まだ青い彼
 ――――広睦くんとの約束の土曜日を数日後に控えていた。

 その日、別れを伝えるつもりだった。他に好きな人が出来たわけでも、婚活が成功したわけでもない。約束は違うけどもう一緒に入られない……。
 結局、好きだけで選べなかった。

 この間、橘さんとは何度か昼休憩を一緒にとったり、仕事帰りに飲んで帰ったりもした。
 橘さんはいつも通り、先輩として接してくれた。時々確認するように意味深に微笑んでは私を無駄にドキドキさせた。……無かったことにしてませんてば。だけど……。
 
 『既に信頼関係が確立しているちょうどいい年齢の独身男性がパッと目の前に現れた』のに『なーんにも悩まずにさっと解決』しなかった。
 完璧な相手、完璧な条件。信頼、尊敬。
 それをもってしても橘さんと付き合おうという気が起きなかったのだ。それが答えだと思う。

 ――私は広睦くんの事が好きだ。

 だから一緒にいると手離せなくなってしまう。広睦くんの相手は私じゃないと思う。
 結婚に焦っているけど、今すぐ結婚したいくらいだけど、この気持ちのまま誰かと結婚は出来ないと思う。広睦くんと出会ってから後悔と自己嫌悪の繰り返しでわかっているのに正しい判断が出来ない。これ以上自分を嫌いになりたくなかった。

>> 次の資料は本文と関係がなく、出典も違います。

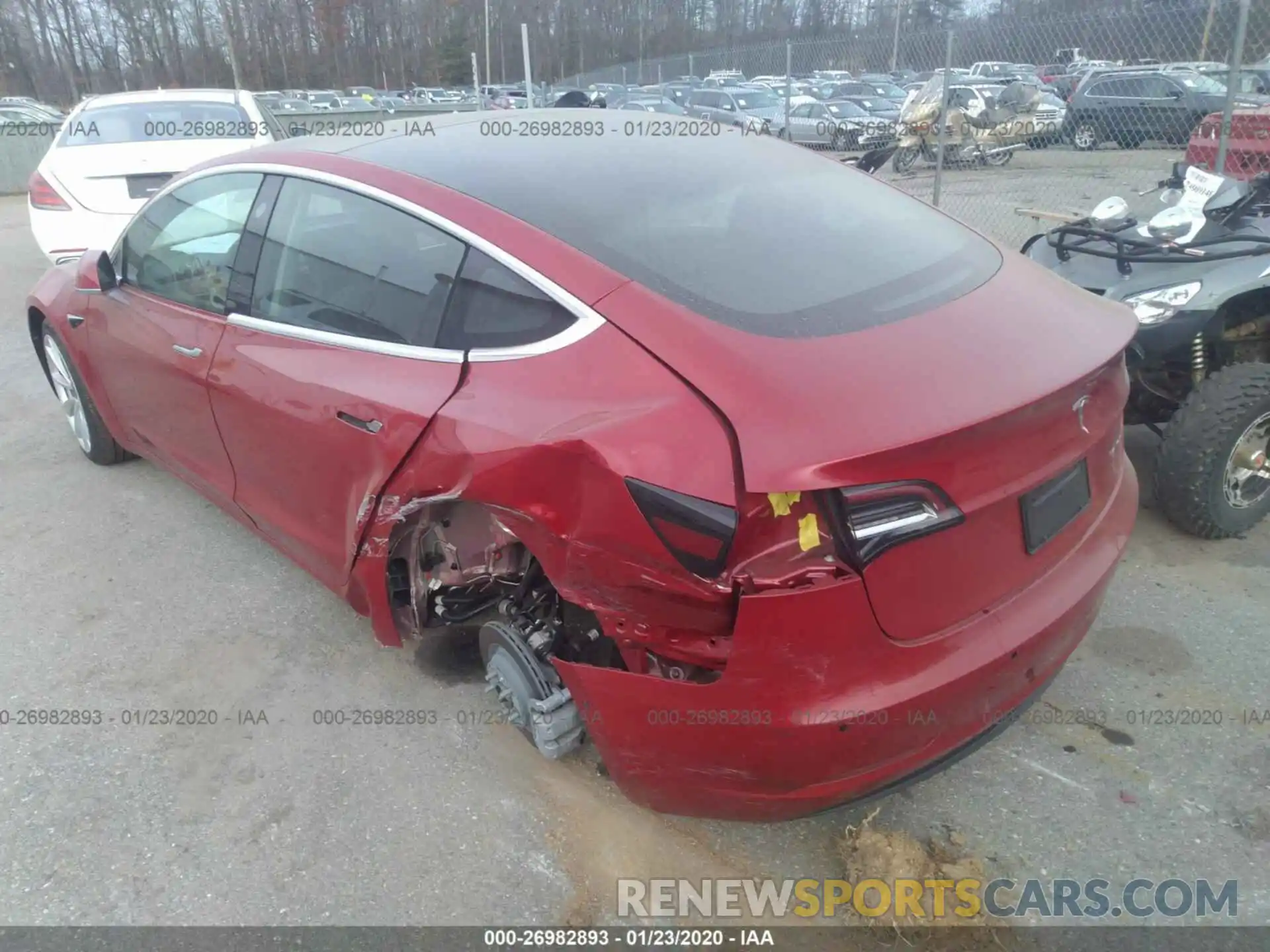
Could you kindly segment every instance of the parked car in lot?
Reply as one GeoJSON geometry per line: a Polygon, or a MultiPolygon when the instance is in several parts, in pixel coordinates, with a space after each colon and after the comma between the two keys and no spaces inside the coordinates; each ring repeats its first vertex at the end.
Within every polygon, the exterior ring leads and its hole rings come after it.
{"type": "Polygon", "coordinates": [[[471,638],[538,750],[585,735],[662,811],[810,814],[1044,691],[1137,514],[1129,308],[775,138],[433,122],[217,160],[46,274],[84,454],[177,473],[385,645],[471,638]],[[650,724],[702,704],[754,713],[650,724]]]}
{"type": "Polygon", "coordinates": [[[1222,113],[1205,116],[1186,143],[1187,164],[1232,179],[1251,179],[1270,171],[1270,107],[1236,109],[1231,114],[1224,169],[1217,168],[1220,131],[1222,113]]]}
{"type": "MultiPolygon", "coordinates": [[[[1229,86],[1231,67],[1220,66],[1217,69],[1199,70],[1204,76],[1215,79],[1223,86],[1229,86]]],[[[1270,69],[1261,66],[1245,66],[1238,72],[1240,85],[1236,93],[1242,93],[1245,95],[1267,95],[1270,94],[1270,69]]]]}
{"type": "Polygon", "coordinates": [[[894,83],[865,83],[855,80],[852,83],[839,83],[826,99],[846,99],[847,96],[881,96],[893,103],[903,103],[907,93],[894,83]]]}
{"type": "Polygon", "coordinates": [[[631,96],[618,109],[636,113],[667,113],[668,116],[687,116],[688,110],[664,96],[631,96]]]}
{"type": "Polygon", "coordinates": [[[899,122],[900,104],[894,99],[883,99],[880,96],[841,96],[838,102],[855,103],[878,122],[899,122]]]}
{"type": "Polygon", "coordinates": [[[850,99],[805,103],[790,109],[787,137],[836,152],[876,149],[895,138],[895,124],[860,108],[850,99]]]}
{"type": "MultiPolygon", "coordinates": [[[[1236,104],[1256,107],[1264,98],[1241,94],[1236,104]]],[[[1082,83],[1067,108],[1072,145],[1097,149],[1113,141],[1137,149],[1147,140],[1181,145],[1212,112],[1226,104],[1226,86],[1198,72],[1107,72],[1082,83]]]]}
{"type": "Polygon", "coordinates": [[[169,89],[99,95],[77,105],[28,183],[30,230],[44,255],[108,248],[173,175],[283,138],[250,93],[169,89]]]}
{"type": "Polygon", "coordinates": [[[309,105],[307,99],[279,99],[277,103],[269,107],[269,110],[274,114],[278,113],[292,114],[292,113],[311,113],[314,108],[309,105]]]}

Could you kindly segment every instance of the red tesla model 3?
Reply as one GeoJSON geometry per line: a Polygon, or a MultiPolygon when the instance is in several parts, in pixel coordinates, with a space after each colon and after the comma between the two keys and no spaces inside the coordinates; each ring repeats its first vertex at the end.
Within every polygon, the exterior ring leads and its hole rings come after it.
{"type": "Polygon", "coordinates": [[[85,454],[385,645],[469,628],[544,754],[658,810],[798,816],[992,736],[1129,538],[1133,316],[772,137],[555,126],[169,183],[28,300],[85,454]]]}

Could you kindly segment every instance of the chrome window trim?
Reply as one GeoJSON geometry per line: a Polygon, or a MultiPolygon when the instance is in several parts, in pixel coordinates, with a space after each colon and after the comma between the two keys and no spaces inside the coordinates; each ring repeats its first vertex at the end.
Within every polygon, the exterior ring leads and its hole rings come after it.
{"type": "Polygon", "coordinates": [[[414,344],[394,344],[389,340],[371,340],[370,338],[357,338],[352,334],[337,334],[331,330],[318,330],[316,327],[300,327],[295,324],[271,321],[264,317],[253,317],[248,314],[231,311],[225,319],[235,327],[258,330],[263,334],[276,334],[279,338],[292,340],[307,340],[311,344],[329,344],[342,347],[345,350],[364,350],[371,354],[384,354],[385,357],[405,357],[411,360],[431,360],[432,363],[462,363],[462,350],[442,350],[434,347],[417,347],[414,344]]]}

 一旦一人になって、仕事に一点集中。目の前のやることに全力注いで落ち着いたら動き出そう。こんなんじゃダメだ。しっかりしなきゃ。だから、決めた。

 ――――――

 残業もなく帰れた日だった。まだ外も十分に明るく寄り道を決めた。
 今週、広睦くんと会ってないなぁ。と気づけばあの子の事を考えてしまっていた。いつもは約束までにもう1、2回ご飯食べに行くくらいはするのに。忙しいのかもしれないな、広睦くんも。バイトもそろそろやめて海外旅行に行くんだっけ。いいなぁ、学生の頃にしかできないよね……。

 ふと、遠くに今考えていた人の姿が見えた。
 遠目の後ろ姿でも広睦くんだって気づくようになった自分に苦笑いする。